Sur plusieurs points, les réflexions développées dans ce chapitre font écho à celles qu'avance depuis plusieurs années M. Schneider (2011). Je me réfèrerai ici au cours qu'elle a donné à la 15e école d'été de didactique des mathématiques. Elle y distingue, pour les mathématiques et essentiellement dans une perspective didactique, deux types de dynamiques de développement praxéologique, de modélisation et de déduction :

"Le premier type de praxéologies concerne la modélisation mathématique de systèmes intra ou extra-mathématiques constitués d’objets que l’on peut considérer comme des objets préconstruits au sens de Chevallard (1991)" (p.190). "Comme ces objets n’existent pas encore comme objets d’une théorie et que le but est précisément de les constituer comme tels, le discours qui justifie ces techniques et les rend intelligibles eu égard à la tâche visée ne peut être théorique, au sens où l’entendraient des mathématiciens. Et, c’est ce qui rend nécessaire, me semble-t-il, l’existence d’un niveau de discours que Chevallard appelle discours technologique. […] Au terme de telles praxéologies, les préconstruits se constituent en concepts mathématiques par le truchement d’une définition pour se prêter à une théorie déductive." (p.191)

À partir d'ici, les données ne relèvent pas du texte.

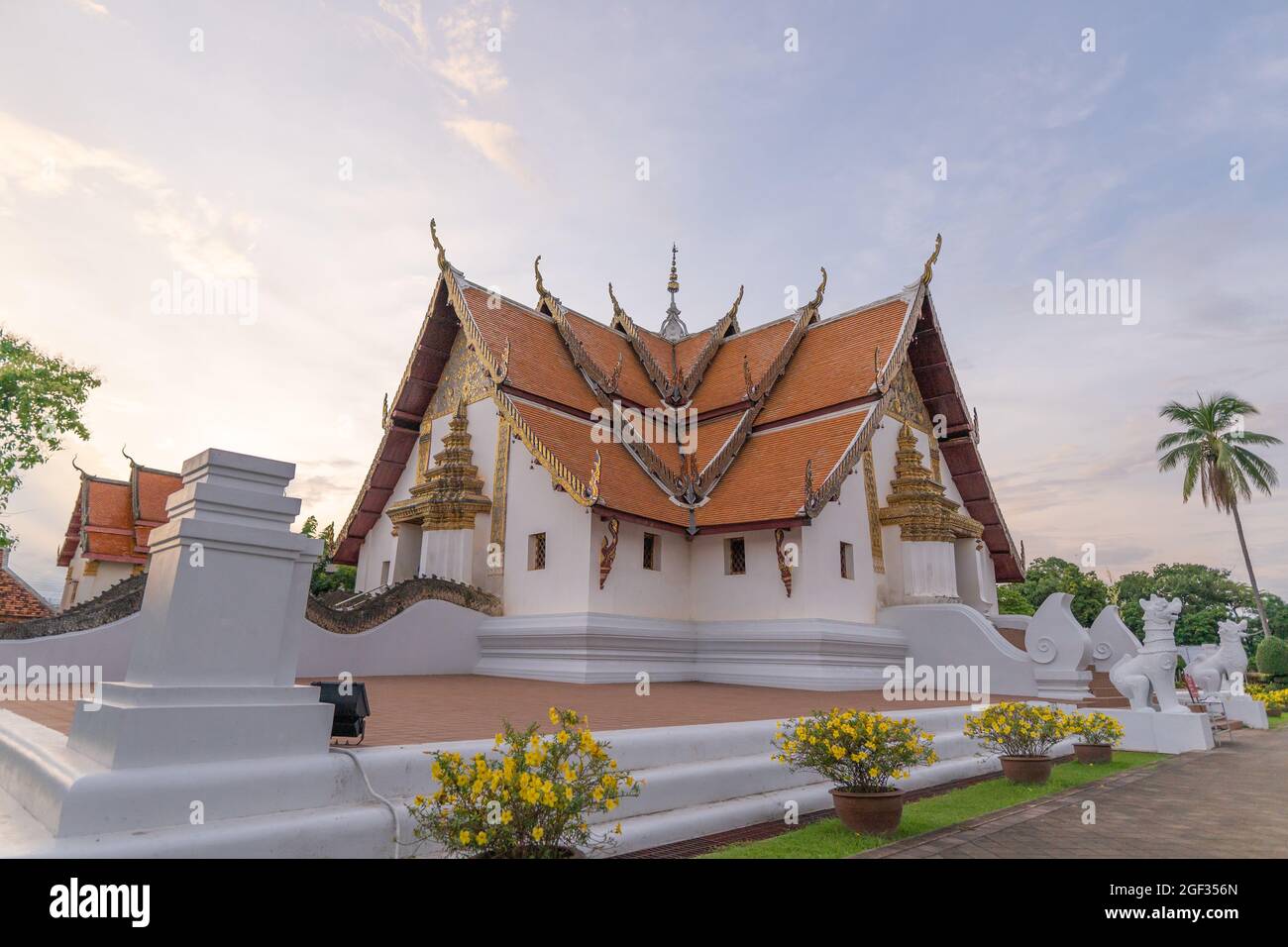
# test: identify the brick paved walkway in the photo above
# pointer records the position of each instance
(1223, 802)
(463, 706)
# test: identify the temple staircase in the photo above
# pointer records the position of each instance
(1104, 693)
(712, 779)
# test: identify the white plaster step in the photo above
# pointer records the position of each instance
(647, 748)
(694, 821)
(709, 781)
(361, 831)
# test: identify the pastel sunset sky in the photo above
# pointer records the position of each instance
(303, 149)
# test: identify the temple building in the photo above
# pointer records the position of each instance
(764, 493)
(107, 538)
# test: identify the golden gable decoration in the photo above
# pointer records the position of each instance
(451, 496)
(917, 504)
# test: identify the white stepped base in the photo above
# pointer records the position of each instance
(694, 821)
(596, 648)
(698, 780)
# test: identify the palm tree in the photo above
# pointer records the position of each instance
(1212, 449)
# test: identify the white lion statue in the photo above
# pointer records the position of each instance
(1153, 669)
(1212, 672)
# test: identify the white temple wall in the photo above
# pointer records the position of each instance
(632, 589)
(758, 594)
(380, 545)
(572, 547)
(818, 583)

Le point de vue de M. Schneider revient à considérer que, pour les mathématiques, une praxéologie sans théorie peut émerger dans une dynamique de modélisation en tant qu'une étape d'un processus qui conduit à une formalisation théorique. La seconde dynamique, dite de déduction, renvoie à des types de tâches portant sur le développement théorique lui-même :

"Entrent en jeu alors les praxéologies de type « déduction » dont les tâches diffèrent considérablement de celles des praxéologies « modélisation ». Elles sont en effet propres à la constitution d’une organisation déductive. Il s’agit de reformuler certains concepts pour en faire des "proof-generated concept" au sens de Lakatos […]. Il peut s’agir aussi de déduire tel résultat théorique d’axiomes et/ou de théorèmes antérieurement démontrés, d’établir un système d’axiomes « simple » et non redondant, de conjecturer un ordre d’agencement des théorèmes,etc." (p.191)

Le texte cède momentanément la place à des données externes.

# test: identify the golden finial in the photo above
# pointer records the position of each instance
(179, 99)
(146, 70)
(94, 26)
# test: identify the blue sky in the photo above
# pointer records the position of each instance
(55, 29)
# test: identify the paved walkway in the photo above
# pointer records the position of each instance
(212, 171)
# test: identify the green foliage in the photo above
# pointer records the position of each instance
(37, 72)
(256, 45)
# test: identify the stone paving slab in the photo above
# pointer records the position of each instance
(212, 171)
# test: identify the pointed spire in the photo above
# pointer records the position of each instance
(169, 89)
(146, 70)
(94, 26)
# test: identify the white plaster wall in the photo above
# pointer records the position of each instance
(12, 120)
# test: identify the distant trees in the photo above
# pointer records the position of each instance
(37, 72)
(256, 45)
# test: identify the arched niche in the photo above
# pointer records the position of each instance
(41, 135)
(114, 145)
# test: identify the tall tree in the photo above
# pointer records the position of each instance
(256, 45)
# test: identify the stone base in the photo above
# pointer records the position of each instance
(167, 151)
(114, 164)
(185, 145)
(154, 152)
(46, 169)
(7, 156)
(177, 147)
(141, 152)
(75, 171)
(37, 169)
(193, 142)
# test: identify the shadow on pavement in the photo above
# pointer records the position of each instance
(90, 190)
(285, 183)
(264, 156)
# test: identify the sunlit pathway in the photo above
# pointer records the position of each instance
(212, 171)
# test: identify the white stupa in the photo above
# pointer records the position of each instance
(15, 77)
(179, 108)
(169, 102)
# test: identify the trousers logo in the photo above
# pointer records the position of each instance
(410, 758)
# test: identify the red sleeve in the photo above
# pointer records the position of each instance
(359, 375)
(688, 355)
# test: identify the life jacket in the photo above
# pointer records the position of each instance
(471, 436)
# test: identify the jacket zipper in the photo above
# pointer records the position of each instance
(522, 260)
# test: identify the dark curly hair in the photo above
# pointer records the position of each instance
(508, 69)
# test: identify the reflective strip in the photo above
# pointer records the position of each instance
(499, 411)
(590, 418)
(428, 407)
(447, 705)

Les praxéologies de modélisation et de déduction modélisent le travail des mathématiciens.

Une partie du travail de validation des théories dont j'ai pointé précédemment l'existence relève des praxéologies de déduction envisagées comme le montre clairement la considération suivante relative à ce qui vient occuper le niveau de la théorie dans les praxéologies de déduction :

"Quant à la théorie, il s’agit en quelque sorte d’une théorie des théories ou ce que Popper appelle « la logique de la connaissance scientifique » qui soulève des questions épistémologiques concernant la nature des concepts scientifiques, la falsifiabilité des théories, le problème méthodologique de la simplicité, la hiérarchie des disciplines scientifiques, le refus du mélange des genres dans l’établissement de la causalité,…" (P.192)

Les deux dynamiques sont donc productrices de praxéologies complètes mais M. Schneider met clairement en avant que les théories obtenues dans l'une et l'autre sont de nature généralement différente :

"Ces deux types de praxéologies conduisent à des développements mathématiques presque étrangers les uns aux autres. Si une praxéologie de type « déduction » peut conduire à une théorie mathématique standardisée, plus ou moins globale, il n’en va pas de même des praxéologies « modélisation » qui débouchent sur des argumentations non assimilables à des théories canoniques plus ou moins locales.

[…]

les praxéologies « modélisation » autorisent des modes de validation plus pragmatiques qui seront récusés dans les secondes, tel celui qui consiste à tester la pertinence d’une technique nouvelle pour résoudre un problème dont la solution est déjà connue par ailleurs." (p. 192

Dans ces lignes est envisagée la possibilité qu'une dynamique de modélisation débouche sur des praxéologies relatives à des types de tâches mathématiques dont la théorie ne correspond pas (ou pas entièrement) aux normes mathématiques. Ces réflexions font très clairement écho à l'exemple des praxéologies du calcul symbolique évoqué dans III.3.